Food for Thought


Every now and then I come across a discussion or comment (either in real life or on an internet forum) that stops me dead in my tracks.

The other day I read a comment where a teacher asked about a remark made by another teacher, that she would never eat any home-baked gift that was given to her and simply threw them out.

2015-11-14 01As if that was not enough to throw me for six, I was astounded by the robust online discussion that ensued.

Some of the issues that were raised included not buying home-made cakes from cake stalls, the hygiene standards of the kitchen, not eating anything from anyone unless you had intimate knowledge of their home and kitchen and so on.

2015-11-14 03

Do these people ever attend a function where people bring a plate of food to share?  Are their children allowed to attend birthday parties, where, heaven forbid, there may be home-made food?  What about class parties at the end of term?

2015-11-14 02I can well understand people with food allergies being unable to accept food gifts but some of the other issues just seemed over-the-top to me.

I was not alone in my response as there were others (teachers and others) who said they welcomed and appreciated the home-made baking that was made and given with love.

Then the conversation headed in another direction as to the reason for giving gifts to teachers as they are ‘only doing their job’ and get paid like every other employee in any line of work.

Am I naive?  What do you think?  I am particularly interested to hear from teachers as well as parents who have given home-baked gifts.  Will this revelation change your plans for Christmas gifts?

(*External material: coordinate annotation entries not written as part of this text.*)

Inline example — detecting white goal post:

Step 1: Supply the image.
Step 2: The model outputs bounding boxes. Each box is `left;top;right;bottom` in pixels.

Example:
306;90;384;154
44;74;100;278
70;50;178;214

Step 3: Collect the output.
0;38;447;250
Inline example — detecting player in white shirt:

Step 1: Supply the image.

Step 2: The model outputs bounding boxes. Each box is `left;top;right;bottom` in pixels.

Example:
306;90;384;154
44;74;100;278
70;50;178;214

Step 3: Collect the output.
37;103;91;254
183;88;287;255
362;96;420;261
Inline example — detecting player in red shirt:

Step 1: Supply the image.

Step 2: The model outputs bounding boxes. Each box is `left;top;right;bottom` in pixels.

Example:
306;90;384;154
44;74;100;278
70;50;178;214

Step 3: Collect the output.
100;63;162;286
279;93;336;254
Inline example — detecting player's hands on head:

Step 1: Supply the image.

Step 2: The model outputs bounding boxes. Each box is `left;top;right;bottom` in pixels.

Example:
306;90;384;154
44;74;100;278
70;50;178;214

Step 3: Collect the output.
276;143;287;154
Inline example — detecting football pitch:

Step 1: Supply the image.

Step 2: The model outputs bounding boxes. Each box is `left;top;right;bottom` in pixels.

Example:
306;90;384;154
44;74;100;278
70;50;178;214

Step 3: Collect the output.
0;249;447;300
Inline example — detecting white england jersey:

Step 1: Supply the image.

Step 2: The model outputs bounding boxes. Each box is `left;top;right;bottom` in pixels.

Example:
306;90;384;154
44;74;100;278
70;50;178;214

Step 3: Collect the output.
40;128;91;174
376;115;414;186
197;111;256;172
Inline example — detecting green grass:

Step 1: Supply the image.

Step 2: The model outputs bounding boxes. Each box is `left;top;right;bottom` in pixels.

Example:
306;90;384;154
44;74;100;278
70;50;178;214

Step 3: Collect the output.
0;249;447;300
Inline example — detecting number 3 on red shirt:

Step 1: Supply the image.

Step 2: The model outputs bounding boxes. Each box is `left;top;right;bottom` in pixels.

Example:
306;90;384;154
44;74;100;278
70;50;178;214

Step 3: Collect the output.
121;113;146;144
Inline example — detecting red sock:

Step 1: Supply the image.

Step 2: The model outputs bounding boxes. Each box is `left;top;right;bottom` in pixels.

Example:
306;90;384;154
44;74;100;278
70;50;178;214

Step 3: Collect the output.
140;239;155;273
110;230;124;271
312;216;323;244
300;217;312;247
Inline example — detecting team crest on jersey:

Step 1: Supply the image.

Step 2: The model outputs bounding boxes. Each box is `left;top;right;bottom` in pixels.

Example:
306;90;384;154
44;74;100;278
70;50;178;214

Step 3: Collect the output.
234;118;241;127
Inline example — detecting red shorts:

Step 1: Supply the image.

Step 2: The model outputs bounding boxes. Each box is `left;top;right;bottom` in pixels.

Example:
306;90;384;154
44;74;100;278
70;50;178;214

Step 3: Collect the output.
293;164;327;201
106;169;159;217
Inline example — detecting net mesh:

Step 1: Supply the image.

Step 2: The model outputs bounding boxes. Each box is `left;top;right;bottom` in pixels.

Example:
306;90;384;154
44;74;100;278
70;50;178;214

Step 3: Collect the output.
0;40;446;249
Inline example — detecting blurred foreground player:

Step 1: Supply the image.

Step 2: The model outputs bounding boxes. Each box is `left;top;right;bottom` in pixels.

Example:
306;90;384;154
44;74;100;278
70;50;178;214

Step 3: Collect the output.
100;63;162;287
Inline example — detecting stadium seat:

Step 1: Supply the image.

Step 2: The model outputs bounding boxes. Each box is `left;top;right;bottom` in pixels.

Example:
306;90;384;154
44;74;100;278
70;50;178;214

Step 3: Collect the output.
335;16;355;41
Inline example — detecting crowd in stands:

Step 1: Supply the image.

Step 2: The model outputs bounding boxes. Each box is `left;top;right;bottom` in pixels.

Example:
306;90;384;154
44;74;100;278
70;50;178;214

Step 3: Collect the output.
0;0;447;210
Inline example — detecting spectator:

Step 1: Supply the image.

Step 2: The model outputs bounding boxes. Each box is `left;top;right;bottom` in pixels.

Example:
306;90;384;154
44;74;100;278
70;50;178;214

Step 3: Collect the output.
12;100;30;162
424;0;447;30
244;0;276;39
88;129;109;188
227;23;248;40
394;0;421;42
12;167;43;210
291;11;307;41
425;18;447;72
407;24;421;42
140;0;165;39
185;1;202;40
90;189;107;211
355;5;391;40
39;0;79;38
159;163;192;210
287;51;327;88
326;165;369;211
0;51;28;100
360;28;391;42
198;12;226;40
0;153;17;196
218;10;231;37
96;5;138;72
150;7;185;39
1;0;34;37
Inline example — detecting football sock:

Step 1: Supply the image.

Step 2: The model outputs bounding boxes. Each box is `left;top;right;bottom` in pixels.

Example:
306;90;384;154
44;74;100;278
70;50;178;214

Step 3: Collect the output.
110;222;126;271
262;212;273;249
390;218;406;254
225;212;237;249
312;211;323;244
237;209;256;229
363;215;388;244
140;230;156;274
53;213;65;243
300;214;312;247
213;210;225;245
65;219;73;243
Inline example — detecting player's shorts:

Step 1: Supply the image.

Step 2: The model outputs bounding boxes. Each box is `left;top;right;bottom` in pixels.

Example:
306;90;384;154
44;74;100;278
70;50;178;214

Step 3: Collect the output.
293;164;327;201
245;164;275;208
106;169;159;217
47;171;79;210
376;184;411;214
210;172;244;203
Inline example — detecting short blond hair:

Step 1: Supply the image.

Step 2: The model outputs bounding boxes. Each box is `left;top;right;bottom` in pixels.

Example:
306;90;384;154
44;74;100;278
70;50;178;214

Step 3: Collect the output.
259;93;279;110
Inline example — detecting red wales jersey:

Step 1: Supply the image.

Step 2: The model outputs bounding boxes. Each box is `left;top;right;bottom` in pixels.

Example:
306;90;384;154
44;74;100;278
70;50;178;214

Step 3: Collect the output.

4 thoughts on “Food for Thought

  1. I also read that post was quite gob-smacked – I think it is a wonderful thing that children and their parents do – I have never done nor will never do Christmas gifts for teachers (just my choice, not for any specific reason) and I am sure they would be very hurt to know their gifts are thrown out – perhaps those teachers should send a note home prior to Christmas asking for ‘no gifts to be given’.

    • Thanks, Lynda.

      Whilst my initial reaction was shock, I think there has been a benefit, as my eyes have been opened on this subject. Perhaps I have been living under a rock. 🙂

  2. On the rare occasion when I know that hygiene is not a priority for some people,
    I have not eaten home baked gifts but on most occasions I have taken the risk and survived. When a child brings a slice of their Birthday cake for me and expect you to eat it in their presence, I have also been prepared to take the risk rather than offend them. I think our stomachs are able to cope with a few harmless bugs and who is to say that some of the people who lovingly make goodies to share with others are any less careful in their preparation than we are ourselves. In short, eating food prepared by others has done me no harm.

  3. Thanks for your reply, Marg. I’m glad to hear you have survived the home-baking. I agree that sometimes it may not be in the best interests of your health to eat them but my shock was reserved for someone who would not eat any home-baked gift. That is just unreasonable in my opinion.